The Rise of Modern Treatments - In the early 1900s, science took a huge leap forward. The discovery of radium by Marie and Pierre Curie led to the use of radiation therapy to kill cancer cells. But ironically, prolonged exposure to radiation caused cancer itself—Marie Curie eventually died from leukemia.
- Chemotherapy has its roots in warfare. During World War II, mustard gas was found to destroy white blood cells. Scientists wondered: What if we could use a similar chemical to kill cancer cells? That idea led to the first chemotherapy drugs in the 1940s. In the early days, chemotherapy was incredibly toxic.
The Fight for Progress and Awareness - In the 1960-70’s, cancer treatment wasn’t just a battle against the disease, it was a battle within the medical community. Surgeons, radiologists, and chemotherapists each had their own ideas about how to fight cancer, often clashing rather than working together.

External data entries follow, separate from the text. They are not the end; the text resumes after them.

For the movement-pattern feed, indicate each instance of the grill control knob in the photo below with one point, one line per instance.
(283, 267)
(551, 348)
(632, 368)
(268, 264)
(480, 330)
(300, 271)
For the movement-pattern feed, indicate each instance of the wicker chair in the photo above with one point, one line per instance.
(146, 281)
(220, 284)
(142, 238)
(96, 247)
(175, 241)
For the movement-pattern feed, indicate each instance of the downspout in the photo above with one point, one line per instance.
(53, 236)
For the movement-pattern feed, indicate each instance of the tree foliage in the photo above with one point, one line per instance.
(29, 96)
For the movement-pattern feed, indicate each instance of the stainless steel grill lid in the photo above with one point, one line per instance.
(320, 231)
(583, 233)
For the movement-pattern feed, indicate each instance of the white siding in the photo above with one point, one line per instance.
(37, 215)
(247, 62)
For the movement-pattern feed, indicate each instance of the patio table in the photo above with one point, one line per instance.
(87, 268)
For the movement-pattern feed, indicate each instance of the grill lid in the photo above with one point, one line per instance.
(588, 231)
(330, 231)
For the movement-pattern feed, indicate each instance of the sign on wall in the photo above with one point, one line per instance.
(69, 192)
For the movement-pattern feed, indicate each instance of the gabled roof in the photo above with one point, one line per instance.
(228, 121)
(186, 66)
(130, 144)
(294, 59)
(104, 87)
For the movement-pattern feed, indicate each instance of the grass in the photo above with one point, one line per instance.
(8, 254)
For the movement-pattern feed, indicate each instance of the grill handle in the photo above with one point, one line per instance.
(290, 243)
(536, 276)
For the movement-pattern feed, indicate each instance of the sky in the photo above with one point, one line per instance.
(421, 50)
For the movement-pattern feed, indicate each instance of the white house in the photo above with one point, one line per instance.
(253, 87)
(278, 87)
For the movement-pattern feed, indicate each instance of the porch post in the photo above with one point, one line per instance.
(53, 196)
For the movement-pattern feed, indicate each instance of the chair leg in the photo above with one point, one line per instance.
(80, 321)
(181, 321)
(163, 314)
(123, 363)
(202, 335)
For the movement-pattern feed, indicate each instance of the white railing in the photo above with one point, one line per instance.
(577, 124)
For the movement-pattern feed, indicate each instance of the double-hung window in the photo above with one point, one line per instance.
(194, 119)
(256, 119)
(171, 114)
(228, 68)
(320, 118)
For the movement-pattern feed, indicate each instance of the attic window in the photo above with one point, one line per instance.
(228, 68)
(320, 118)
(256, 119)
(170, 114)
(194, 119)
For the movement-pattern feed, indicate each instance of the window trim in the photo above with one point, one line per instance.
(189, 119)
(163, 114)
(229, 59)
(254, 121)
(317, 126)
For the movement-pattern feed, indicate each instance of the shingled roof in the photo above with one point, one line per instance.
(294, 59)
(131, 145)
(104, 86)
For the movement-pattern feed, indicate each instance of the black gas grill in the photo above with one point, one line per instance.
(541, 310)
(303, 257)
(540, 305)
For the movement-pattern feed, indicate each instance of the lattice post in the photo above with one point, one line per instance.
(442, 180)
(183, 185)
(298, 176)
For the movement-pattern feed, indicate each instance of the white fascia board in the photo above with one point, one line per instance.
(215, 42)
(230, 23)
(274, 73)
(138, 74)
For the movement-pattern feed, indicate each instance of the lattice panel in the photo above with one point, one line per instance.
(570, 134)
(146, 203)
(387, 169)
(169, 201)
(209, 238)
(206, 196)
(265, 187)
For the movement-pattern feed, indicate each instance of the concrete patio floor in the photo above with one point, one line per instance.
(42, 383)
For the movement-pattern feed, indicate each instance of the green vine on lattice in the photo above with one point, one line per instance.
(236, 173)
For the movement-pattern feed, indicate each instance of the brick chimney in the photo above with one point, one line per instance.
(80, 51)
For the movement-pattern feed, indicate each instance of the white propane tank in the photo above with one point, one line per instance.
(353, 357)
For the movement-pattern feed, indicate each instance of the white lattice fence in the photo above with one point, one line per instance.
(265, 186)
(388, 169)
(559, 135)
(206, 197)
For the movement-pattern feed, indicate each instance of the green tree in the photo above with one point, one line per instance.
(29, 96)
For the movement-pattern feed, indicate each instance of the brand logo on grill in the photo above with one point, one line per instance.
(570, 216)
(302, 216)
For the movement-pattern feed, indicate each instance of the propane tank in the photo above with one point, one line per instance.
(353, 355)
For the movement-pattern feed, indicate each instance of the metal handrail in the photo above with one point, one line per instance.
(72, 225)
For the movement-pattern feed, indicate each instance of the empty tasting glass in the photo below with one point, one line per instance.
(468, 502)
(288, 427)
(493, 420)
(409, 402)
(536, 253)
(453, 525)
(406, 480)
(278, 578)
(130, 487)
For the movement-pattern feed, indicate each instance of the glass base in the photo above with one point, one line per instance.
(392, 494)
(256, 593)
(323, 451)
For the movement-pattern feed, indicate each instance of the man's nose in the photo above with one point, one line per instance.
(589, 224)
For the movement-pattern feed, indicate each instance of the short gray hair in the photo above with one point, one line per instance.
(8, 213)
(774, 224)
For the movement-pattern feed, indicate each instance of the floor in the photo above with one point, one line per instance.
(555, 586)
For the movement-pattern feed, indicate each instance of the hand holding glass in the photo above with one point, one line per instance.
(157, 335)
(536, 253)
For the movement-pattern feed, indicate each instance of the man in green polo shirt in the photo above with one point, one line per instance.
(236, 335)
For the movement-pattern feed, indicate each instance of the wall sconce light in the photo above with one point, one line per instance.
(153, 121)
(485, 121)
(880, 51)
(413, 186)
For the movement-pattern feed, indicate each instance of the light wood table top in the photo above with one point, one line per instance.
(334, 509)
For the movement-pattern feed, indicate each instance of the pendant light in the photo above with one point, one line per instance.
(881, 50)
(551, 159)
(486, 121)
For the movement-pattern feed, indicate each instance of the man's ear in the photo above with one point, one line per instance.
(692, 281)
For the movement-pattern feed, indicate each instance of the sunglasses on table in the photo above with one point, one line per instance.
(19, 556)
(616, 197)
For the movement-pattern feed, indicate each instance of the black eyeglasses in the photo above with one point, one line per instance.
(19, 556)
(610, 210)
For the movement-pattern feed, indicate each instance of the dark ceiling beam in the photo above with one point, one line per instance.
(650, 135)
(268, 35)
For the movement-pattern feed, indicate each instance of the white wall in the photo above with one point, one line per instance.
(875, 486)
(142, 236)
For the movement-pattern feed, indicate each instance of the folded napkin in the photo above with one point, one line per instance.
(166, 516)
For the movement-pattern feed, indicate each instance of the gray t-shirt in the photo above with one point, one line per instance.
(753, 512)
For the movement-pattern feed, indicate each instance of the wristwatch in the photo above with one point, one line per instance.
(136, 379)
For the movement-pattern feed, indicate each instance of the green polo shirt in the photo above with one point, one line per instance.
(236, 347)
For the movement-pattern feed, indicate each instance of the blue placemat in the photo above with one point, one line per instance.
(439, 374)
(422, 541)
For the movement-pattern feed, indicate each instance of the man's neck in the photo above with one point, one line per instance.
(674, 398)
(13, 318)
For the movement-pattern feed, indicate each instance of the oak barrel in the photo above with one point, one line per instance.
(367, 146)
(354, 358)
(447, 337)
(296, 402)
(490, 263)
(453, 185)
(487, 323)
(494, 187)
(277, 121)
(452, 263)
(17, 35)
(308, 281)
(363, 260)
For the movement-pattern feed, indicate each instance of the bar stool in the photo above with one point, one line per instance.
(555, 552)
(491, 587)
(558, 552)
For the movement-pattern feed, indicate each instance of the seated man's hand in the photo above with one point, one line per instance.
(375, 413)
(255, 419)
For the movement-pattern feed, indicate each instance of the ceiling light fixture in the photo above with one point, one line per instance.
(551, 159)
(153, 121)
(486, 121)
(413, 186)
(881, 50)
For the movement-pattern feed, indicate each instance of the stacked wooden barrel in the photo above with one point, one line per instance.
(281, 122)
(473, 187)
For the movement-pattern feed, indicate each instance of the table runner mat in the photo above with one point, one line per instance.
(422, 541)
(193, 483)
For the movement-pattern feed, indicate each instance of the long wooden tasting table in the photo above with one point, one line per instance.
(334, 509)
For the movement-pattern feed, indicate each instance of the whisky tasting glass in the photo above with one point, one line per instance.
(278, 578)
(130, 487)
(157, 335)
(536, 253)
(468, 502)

- Outside the labs and hospitals, a different kind of battle was happening. Activists like Mary Lasker, a socialite who lived in New York City, pushed for government funding and research, leading to the U.S. declaring a formal War on Cancer in the 1970s.
Prevention: The Best Cure? - In 1775, a British surgeon noticed that young chimney sweeps were getting scrotal cancer at alarming rates, linking it to soot exposure. That was one of the first discoveries of an environmental cause of cancer.
- In the 1950s, studies confirmed what we now take for granted: smoking causes lung cancer. But getting that message out wasn’t easy. Early cigarette warning labels in the 1960s didn’t even mention cancer! It took decades of activism to get the clear, direct warnings we have today.
A More Compassionate Approach - For years, patients with terminal cancer were often ignored, left in pain, and given little dignity in their final days. That changed thanks to Cicely Saunders, a former nurse trained as a doctor who pioneered palliative care in London in the 1950’s—an approach focused on comfort, pain relief, and emotional support for the dying. Her work helped create palliative medicine, changing the way we care for patients for whom there is no cure.
- Starting in the 1980’s, AIDS activists injected an urgency behind the notion of patient-centered care. The cancer community, too, has benefitted from their actions.
The Future of Cancer Treatment - One of the biggest breakthroughs in understanding cancer came when scientists discovered that cancer isn’t just random—it’s genetic. In the 1970s, researchers found that certain genes in normal cells, when mutated, could turn into cancer-causing genes.
- Scientists have sequenced the entire genomes of many cancer specimens (all 23,000 genes), making it possible to document every genetic change. Scientists realized that every patient’s cancer is unique because every cancer genome is unique.
- It’s possible we’re fatally conjoined to cancer. But if the terrifying game of treatment, resistance, recurrence, and more treatment can be stretched out longer and longer, then it will transform the way we imagine this ancient illness.